For the next four weeks, TACT will instead offer a new play by Evans (Charity begins at home!) and Jeffrey Couchman: THREE WISE GUYS is an adaptation of two Damon Runyon stories, one of the same name and “Dancing Dan’s Christmas.”

Runyon has been adapted for the stage before, of course, most notably in GUYS AND DOLLS. Is that why the marvelous projections by Dan Scully include a reference to B.S. Pully, the original Big Jule in that Tony-winning musical?

Although Runyon’s characters were not bluebloods but red-blooded average Americans, they never seemed to use contractions (“I will not be more astonished”). That made his dialogue amusingly distinctive, for his characters seemed to avoid “n’ts” in order to elevate what they knew in their hearts was their lowly status on society’s totem pole. Evans and Couchman have adhered to this standard while never neglecting that these mugs still maintained a criminal sense of entitlement. (“One year, I even paid my income tax.”)

The play takes place in the Prohibition era, so the guys aren’t into gambling as Nathan Detroit is, but rum-running, which makes Clarabelle Cobb just as frustrated with her man as Miss Adeline is with hers.

There’s more danger here. After all, the worst the guys in Loesser and Burrows’ musical can do is lose their shirts; here they may genuinely lose their lives, what with Heine Schmitz pursuing them.

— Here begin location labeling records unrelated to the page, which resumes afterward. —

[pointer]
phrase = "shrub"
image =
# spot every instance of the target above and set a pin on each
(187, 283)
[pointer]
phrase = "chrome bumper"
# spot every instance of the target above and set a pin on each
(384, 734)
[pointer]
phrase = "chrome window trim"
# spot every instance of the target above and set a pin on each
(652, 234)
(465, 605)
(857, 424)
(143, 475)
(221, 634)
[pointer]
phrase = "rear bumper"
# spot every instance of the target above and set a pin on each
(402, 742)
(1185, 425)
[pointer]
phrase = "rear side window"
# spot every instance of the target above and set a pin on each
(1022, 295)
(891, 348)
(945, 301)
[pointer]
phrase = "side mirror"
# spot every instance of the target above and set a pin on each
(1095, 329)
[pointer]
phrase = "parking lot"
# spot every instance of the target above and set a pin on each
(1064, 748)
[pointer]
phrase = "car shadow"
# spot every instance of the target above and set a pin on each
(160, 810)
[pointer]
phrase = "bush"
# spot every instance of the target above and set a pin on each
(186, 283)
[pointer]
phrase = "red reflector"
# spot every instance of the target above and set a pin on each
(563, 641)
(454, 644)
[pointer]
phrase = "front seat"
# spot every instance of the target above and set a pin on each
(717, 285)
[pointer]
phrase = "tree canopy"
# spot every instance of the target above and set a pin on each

Evans is a fine director, too, knowing enough to have Heine punctuate his threat by slamming his hat onto his head. Jeffrey C. Hawkins, Joel Jones and Karl Kenzler excel as the three not-so-wise men. Victoria Mack manages to do what so many cannot: in playing two different characters, she makes us not notice that she did double-duty until we see her Muriel but not her Clarabelle at the curtain call. Dana Smith-Croll superbly performs a role in the Margaret Dumont mode. Unlike Dumont, who virtually (and unbelievably) never questioned any of the many times that Groucho said something spurious or even insulting, Smith-Croll makes Mrs. Elizabeth Albright brighter.

THREE WISE MEN closes on April 14th – ironically enough, the 26th anniversary of the Broadway opening of the wildly successful GUYS AND DOLLS revival. To paraphrase a song from that hit, more I certainly CAN wish Scott Alan Evans and everyone else who’s ever been connected with TACT. And while we’re at it, Mel Miller, too.